Calculator Inputs
Example Data Table
| Fundamental Hz | Harmonic | Frequency Hz | Ratio | Common Meaning |
|---|---|---|---|---|
| 110 | 1 | 110 | 1:1 | Fundamental |
| 110 | 2 | 220 | 2:1 | Octave |
| 110 | 3 | 330 | 3:1 | Octave plus fifth |
| 110 | 4 | 440 | 4:1 | Two octaves |
Formula Used
Direct fundamental: f0 equals the entered base frequency.
Open string or open pipe: f0 = v / 2L. Here v is wave speed, and L is resonator length.
Closed pipe: f0 = v / 4L. Closed pipes normally emphasize odd harmonics.
Harmonic frequency: fn = n × f0. The harmonic number n is a positive whole number.
Wavelength: wavelength = v / fn. This estimates the length of one wave cycle.
Cents: cents = 1200 × log2(fn / f0). This shows pitch distance from the fundamental.
Relative strength: strength = 100 / n^p. The p value is the entered rolloff power.
How to Use This Calculator
- Choose direct frequency when you already know the fundamental pitch.
- Choose a length method when the base frequency should come from wave speed and length.
- Enter wave speed in meters per second.
- Enter the number of partials you want to list.
- Select all, odd, or even harmonic patterns.
- Adjust A4 reference when comparing musical notes.
- Press the calculate button to show results above the form.
- Use CSV or PDF buttons to save the result table.
Understanding the Overtone Series
An overtone series shows how one base vibration creates higher partials. The first harmonic is the fundamental. The first overtone is the second harmonic. Each higher harmonic is a whole number multiple of the base frequency. This simple rule links music, acoustics, and wave mathematics.
Why Harmonics Matter
Harmonics explain tone color. A flute, guitar, and bell can share one main pitch, yet each sounds different. Their partial strengths are not the same. The calculator focuses on positions, not loudness. It lists the frequency, wavelength, ratio, cents, and nearest equal tempered note for each selected partial.
Useful Inputs
Start with a measured or chosen fundamental frequency. Then choose the number of partials to display. Add wave speed when wavelength matters. Air normally uses about 343 meters per second near room temperature. A string or structural member may use another speed. The boundary mode controls which partials appear. Open pipes and strings use every harmonic. Closed pipes use odd harmonics only.
Mathematical Value
The series is useful because it is predictable. If the fundamental is 110 Hz, the second harmonic is 220 Hz. The third is 330 Hz. The fourth is 440 Hz. These values produce clear frequency ratios. They also show why octaves, fifths, and major thirds appear early in many musical systems.
Reading Results
Frequency tells the vibration rate. Wavelength tells the physical wave length for the chosen speed. Ratio shows the harmonic relation to the base pitch. Cents show distance from the fundamental in logarithmic musical units. The nearest note field helps compare pure harmonics with equal temperament.
Practical Uses
Musicians can study tuning and resonance. Teachers can prepare harmonic examples. Builders can compare resonant behavior in pipes, strings, and simple wave paths. Students can check physics assignments with transparent formulas. Use results as estimates. Real systems also depend on material, tension, stiffness, damping, temperature, and measurement limits.
Better Decisions
Change one input at a time. Compare tables after each change. Export results when documenting a lesson, design note, or lab record. The table and downloads make the calculation repeatable. That helps you explain assumptions, review patterns, and share clear numerical evidence. It supports cleaner comparison between theoretical and measured harmonic values during reviews.
FAQs
What is an overtone series?
It is a list of higher partials created above a fundamental vibration. The first overtone is the second harmonic, not the fundamental itself.
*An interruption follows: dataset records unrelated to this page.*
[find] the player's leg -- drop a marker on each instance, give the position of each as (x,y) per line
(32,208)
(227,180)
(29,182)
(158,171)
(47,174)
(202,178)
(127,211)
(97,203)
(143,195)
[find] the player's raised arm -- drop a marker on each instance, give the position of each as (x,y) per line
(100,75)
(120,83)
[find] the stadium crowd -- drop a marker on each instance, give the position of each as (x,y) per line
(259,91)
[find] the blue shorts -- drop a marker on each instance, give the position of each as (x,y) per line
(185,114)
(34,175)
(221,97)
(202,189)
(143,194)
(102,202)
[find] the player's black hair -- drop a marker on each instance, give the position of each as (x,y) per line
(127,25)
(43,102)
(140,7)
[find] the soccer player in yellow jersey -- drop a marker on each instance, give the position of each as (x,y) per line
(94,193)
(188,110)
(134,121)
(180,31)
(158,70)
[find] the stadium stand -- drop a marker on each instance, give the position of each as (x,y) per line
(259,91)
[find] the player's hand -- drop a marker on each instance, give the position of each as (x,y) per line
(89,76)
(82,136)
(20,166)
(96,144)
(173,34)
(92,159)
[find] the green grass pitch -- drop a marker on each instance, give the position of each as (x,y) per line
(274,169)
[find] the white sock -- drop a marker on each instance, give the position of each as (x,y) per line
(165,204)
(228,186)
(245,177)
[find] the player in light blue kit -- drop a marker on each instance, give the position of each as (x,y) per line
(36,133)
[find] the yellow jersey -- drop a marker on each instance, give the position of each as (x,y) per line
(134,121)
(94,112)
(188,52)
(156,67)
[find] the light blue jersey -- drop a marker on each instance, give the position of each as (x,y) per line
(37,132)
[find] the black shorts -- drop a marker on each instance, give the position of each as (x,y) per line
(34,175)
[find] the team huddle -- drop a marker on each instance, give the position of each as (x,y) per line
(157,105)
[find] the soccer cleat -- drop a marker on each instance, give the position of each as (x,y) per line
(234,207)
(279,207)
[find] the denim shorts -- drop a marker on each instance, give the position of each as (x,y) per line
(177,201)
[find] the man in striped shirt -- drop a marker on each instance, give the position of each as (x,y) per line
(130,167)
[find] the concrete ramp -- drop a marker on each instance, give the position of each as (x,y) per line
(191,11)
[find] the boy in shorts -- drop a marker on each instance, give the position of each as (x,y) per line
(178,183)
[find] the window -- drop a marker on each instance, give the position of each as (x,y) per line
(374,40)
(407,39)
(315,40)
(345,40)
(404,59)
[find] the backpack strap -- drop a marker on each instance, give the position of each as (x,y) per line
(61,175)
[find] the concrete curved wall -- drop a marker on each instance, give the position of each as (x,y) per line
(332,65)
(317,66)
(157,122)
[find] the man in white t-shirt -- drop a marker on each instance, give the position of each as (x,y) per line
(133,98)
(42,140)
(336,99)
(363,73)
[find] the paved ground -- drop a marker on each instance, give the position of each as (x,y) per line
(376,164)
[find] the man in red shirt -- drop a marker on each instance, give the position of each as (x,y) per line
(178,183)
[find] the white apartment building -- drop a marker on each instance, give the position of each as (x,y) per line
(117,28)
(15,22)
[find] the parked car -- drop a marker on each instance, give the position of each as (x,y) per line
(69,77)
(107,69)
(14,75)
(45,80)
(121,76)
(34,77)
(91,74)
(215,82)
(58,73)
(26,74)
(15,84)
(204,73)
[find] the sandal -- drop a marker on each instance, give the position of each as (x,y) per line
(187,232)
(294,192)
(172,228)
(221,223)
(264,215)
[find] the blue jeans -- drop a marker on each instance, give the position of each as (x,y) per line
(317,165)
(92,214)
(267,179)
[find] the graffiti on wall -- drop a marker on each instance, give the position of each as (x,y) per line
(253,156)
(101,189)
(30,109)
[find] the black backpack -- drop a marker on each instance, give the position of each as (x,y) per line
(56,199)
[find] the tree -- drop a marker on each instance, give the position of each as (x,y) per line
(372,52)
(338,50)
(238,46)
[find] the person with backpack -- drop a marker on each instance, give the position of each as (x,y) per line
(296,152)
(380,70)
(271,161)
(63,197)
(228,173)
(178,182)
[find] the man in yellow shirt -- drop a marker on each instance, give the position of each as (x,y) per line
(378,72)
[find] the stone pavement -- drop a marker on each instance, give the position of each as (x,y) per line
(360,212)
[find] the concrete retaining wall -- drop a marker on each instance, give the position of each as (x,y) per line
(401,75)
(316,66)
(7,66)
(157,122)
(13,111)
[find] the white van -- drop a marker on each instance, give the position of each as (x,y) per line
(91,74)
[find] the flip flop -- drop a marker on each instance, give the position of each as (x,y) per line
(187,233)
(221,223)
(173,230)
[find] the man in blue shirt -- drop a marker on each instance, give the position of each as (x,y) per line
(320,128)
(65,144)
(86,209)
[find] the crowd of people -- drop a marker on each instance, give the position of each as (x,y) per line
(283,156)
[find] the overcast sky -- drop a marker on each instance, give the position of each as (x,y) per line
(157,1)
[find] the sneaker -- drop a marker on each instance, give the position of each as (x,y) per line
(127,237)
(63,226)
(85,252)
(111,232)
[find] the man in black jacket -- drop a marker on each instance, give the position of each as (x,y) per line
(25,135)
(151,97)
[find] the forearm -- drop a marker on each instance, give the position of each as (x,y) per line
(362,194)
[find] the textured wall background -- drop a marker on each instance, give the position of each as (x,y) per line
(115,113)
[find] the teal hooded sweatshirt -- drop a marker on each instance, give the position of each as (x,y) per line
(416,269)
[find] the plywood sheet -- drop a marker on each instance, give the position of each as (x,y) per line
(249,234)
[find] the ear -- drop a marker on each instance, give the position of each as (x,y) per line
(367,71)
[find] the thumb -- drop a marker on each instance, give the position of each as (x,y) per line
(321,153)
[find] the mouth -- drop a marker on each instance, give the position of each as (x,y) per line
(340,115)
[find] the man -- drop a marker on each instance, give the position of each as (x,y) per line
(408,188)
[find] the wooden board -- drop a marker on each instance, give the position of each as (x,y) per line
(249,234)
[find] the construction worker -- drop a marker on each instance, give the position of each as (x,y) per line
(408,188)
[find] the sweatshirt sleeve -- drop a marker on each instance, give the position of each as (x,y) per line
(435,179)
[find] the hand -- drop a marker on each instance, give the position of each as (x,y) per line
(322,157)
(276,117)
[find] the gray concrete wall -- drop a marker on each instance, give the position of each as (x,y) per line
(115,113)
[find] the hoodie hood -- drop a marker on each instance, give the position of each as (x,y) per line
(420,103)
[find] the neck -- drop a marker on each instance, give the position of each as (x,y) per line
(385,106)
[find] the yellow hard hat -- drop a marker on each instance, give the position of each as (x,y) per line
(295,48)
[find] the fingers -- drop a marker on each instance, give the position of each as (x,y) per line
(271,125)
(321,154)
What is the difference between harmonic and overtone?
The first harmonic is the fundamental. The first overtone is the second harmonic. So overtone number is usually one less than harmonic number.
How is each frequency calculated?
The calculator multiplies the fundamental frequency by the harmonic number. For example, harmonic 5 of 100 Hz equals 500 Hz.
Why does wavelength need wave speed?
Wavelength depends on speed and frequency. The calculator divides wave speed by partial frequency to estimate each wavelength.
What does the cents value mean?
Cents measure pitch distance on a logarithmic scale. There are 1200 cents in one octave.
Why are closed pipes different?
A simple closed pipe emphasizes odd harmonics. That is why the odd harmonic pattern is useful for closed pipe comparisons.
What does relative strength show?
It is a simple estimated rolloff value. It does not replace measured amplitude, but it helps compare partial levels quickly.
Can I export the calculated table?
Yes. After calculation, use the CSV button for spreadsheet use or the PDF button for printable records.